The vulnerabilities are remotely exploitable and do not require authentication of any kind. What’s more, the attacker does not need special knowledge or access to exploit the targeted environment.

The hacker only needs to know the server is running Exchange and the account from which they want to extract the emails, in order to exploit the vulnerabilities.

“Exploiting this vulnerability gave [the attacker] the ability to run code as SYSTEM on the Exchange server,” Microsoft noted. “This requires administrator permission or another vulnerability to exploit.”

READ MORE: 61% Microsoft Exchange Servers Are Unpatched, Vulnerable to Attack

A further analysis from Volexity determined the attacker also managed to chain the SSRF flaw with one of the other Exchange vulnerabilities that allowed for remote code execution on the targeted servers.

In all remote code execution attacks on these flaws, the researchers observed hackers writing webshalls (ASPX files) to disk and conducting a host of other nefarious activities, including dumping credentials, adding user accounts, and stealing copies of the Active Directory database (NTDS.DIT).

The hackers also used these exploits to move laterally to connected systems and environments on the victims’ networks.

According to Microsoft, the Chinese nation-state hacking group HAFNIUM is actively exploiting these flaws against on-premise servers in limited and targeted attacks. HAFNIUM operates primarily from leased virtual private servers (VPS) in the US.

The hacking group primarily targets US entities across a range of industries, such as infectious disease researchers, law firms, higher education institutions, and defense contractors, among others.

In the past, HAFNIUM compromised a host of victims by exploiting flaws in internet-facing servers. The group has also used legitimate open-source frameworks for command and control. In all cases, HAFNIUM exfiltrated data to file sharing sites like MEGA, upon successful exploits.

In previous exploits not tied to the current Exchange campaign, the attackers interacted with victim Office 365 tenants. Though the compromises were unsuccessful, the reconnaissance activities allow the attacks to identify further details about the targeted environments.

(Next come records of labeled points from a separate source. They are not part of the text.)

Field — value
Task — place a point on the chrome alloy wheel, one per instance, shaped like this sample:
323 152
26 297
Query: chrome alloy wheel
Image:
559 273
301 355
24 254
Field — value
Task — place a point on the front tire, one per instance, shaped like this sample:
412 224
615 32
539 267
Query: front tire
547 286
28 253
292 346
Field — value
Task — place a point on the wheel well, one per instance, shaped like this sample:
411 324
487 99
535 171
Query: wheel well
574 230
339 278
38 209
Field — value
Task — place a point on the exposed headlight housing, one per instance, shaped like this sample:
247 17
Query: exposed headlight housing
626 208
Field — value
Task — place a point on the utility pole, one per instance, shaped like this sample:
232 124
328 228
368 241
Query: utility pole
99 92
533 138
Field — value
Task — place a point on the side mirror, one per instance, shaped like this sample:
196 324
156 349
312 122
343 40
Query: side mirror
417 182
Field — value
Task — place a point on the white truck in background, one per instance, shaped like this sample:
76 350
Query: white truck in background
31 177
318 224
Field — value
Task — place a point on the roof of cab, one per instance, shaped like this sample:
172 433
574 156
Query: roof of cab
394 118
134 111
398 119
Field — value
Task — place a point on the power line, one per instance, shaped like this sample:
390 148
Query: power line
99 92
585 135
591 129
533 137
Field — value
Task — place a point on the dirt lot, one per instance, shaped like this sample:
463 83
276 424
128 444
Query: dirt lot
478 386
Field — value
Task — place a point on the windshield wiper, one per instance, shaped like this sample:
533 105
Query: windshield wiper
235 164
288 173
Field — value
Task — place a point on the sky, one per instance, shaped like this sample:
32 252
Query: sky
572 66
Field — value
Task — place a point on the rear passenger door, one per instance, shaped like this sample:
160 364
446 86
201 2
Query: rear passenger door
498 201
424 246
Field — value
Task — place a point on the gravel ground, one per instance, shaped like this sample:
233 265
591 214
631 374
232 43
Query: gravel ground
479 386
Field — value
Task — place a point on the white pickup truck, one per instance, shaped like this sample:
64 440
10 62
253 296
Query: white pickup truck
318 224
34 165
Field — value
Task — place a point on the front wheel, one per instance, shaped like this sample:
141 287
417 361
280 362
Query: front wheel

All customers are being urged to immediately update on-premise servers. Online Exchange servers are not impacted by these vulnerabilities or attacks.

Patching of these flaws is critical for the healthcare sector, given the rise in the demand and sale of backdoor access to healthcare networks. Groups of threat actors, including Initial Access Brokers (IABs), scan for known flaws and other exposed endpoints to gain a foothold onto the network. That access is then sold online to the highest bidder.

Despite these risks, previous data revealed that at least 61 percent of Microsoft Exchange servers remain unpatched. Effective and prompt patch management is crucial for preventing long-term, detected intrusions.